Continuing the trend that started in April 2009, output at manufacturers in India rose during January. While solid, the rise in production was the slowest recorded in three months, the HSBC Markit release said.
Total new business rose solidly, although growth eased from December. Meanwhile, new export orders increased for the fifth straight month, and also at a solid rate. Panel members stated that demand from foreign clients was higher. In line with stronger sales, manufacturers in India increased their input buying in January, the release said.
Pre-production inventories rose for the ninth month in a row, but on a lower scale.
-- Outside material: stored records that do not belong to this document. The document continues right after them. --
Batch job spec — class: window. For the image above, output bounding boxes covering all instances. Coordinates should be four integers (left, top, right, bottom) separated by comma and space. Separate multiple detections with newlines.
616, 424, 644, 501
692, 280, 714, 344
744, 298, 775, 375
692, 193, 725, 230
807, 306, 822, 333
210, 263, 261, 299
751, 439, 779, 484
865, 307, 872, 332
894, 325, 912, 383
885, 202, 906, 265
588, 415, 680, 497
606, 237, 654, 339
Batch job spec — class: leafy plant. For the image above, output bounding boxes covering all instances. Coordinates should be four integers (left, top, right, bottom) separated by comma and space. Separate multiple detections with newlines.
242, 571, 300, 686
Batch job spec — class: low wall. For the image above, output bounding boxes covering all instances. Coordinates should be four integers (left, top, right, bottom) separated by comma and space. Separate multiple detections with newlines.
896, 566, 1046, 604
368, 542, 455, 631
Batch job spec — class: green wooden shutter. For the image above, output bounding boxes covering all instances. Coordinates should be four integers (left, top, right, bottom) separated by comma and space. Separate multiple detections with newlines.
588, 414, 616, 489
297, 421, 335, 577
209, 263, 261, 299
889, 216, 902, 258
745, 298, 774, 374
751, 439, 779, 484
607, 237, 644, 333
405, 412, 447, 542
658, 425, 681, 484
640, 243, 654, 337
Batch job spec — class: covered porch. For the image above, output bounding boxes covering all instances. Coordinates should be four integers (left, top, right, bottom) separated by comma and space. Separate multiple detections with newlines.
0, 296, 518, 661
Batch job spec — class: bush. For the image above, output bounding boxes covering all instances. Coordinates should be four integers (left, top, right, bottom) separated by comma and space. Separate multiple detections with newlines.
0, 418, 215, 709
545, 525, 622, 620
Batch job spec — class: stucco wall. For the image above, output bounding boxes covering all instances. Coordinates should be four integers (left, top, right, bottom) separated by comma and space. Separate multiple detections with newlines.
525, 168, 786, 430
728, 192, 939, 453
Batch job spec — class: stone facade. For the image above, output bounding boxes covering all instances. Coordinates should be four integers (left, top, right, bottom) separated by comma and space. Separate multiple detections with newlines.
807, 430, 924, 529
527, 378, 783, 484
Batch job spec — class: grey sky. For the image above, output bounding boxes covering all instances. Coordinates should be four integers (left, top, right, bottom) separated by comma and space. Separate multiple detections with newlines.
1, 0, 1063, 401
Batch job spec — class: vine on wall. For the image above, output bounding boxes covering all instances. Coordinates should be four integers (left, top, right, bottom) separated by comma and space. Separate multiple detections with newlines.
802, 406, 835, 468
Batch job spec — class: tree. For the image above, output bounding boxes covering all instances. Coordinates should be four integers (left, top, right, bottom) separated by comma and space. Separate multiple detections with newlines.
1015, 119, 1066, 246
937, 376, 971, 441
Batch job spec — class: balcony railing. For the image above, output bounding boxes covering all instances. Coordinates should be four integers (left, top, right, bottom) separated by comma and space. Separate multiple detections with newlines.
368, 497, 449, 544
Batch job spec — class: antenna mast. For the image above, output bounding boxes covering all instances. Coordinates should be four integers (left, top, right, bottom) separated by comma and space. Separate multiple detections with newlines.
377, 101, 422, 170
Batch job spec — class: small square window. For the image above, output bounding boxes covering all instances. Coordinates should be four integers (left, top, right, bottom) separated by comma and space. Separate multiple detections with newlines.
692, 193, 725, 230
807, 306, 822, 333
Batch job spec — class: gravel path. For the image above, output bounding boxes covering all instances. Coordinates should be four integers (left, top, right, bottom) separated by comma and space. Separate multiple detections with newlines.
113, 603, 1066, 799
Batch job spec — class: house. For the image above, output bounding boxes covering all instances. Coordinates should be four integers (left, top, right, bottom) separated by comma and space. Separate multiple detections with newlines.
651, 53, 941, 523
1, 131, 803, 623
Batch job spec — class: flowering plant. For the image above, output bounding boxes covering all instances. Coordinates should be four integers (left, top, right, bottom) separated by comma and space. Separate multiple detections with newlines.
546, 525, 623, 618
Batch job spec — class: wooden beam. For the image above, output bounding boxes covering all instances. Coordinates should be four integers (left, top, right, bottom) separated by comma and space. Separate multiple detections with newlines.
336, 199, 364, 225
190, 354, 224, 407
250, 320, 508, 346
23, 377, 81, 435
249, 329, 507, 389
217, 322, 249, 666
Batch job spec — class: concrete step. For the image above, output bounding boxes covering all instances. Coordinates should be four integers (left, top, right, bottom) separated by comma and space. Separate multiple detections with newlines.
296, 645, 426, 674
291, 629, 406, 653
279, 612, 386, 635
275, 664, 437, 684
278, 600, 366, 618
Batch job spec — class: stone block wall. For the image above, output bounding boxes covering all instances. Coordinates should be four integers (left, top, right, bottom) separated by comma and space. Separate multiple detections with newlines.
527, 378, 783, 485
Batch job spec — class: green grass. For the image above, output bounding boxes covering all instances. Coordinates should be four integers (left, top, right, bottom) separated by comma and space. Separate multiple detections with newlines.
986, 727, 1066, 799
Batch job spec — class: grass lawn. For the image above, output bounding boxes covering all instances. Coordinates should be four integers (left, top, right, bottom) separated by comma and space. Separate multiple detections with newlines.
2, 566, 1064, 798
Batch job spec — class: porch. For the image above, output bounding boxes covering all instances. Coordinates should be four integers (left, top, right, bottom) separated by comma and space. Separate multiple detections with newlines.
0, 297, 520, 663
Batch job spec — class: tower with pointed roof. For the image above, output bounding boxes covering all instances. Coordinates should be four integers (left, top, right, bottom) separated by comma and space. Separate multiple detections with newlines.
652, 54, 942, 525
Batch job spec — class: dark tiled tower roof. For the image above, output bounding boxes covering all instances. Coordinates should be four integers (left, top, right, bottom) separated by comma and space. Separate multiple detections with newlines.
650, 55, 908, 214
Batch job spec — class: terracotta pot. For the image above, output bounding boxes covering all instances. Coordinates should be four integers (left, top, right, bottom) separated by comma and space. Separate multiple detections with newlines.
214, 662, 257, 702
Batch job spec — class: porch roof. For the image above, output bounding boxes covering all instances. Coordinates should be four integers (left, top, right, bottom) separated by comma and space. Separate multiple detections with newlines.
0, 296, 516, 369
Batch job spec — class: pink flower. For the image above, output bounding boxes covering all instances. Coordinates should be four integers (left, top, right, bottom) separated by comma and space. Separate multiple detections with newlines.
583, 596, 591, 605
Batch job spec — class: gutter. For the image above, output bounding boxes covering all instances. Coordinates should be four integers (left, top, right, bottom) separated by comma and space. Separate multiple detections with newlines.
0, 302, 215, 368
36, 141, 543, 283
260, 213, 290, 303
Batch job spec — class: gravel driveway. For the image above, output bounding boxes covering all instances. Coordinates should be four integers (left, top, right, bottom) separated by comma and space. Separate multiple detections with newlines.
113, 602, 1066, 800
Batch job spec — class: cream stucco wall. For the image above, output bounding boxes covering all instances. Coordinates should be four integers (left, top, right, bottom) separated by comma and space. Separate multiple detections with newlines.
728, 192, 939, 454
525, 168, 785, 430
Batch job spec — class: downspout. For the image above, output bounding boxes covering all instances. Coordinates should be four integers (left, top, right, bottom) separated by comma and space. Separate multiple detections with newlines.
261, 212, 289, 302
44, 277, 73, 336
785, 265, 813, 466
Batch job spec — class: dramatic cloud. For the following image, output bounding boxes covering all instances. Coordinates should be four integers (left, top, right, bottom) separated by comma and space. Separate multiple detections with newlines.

On the other hand, post-production inventories were depleted as power shortages hampered production and inventories were used to satisfy demand requirements wherever possible.
Staffing levels in the Indian manufacturing sector increased during January, amid reports of higher workloads, the HSBC PMI indicated. Meanwhile, input and output prices both increased in January, with rates of inflation again marked.
Commenting on the survey, Leif Eskesen, chief economist for India and ASEAN at HSBC said, “The growth momentum in the manufacturing sector eased in January as a slower expansion in new orders and power outages slowed output growth. Encouragingly, input and output price inflation continued to ease, albeit only gradually, supporting the case for the Reserve Bank of India’s cautious policy rate cut earlier this week.”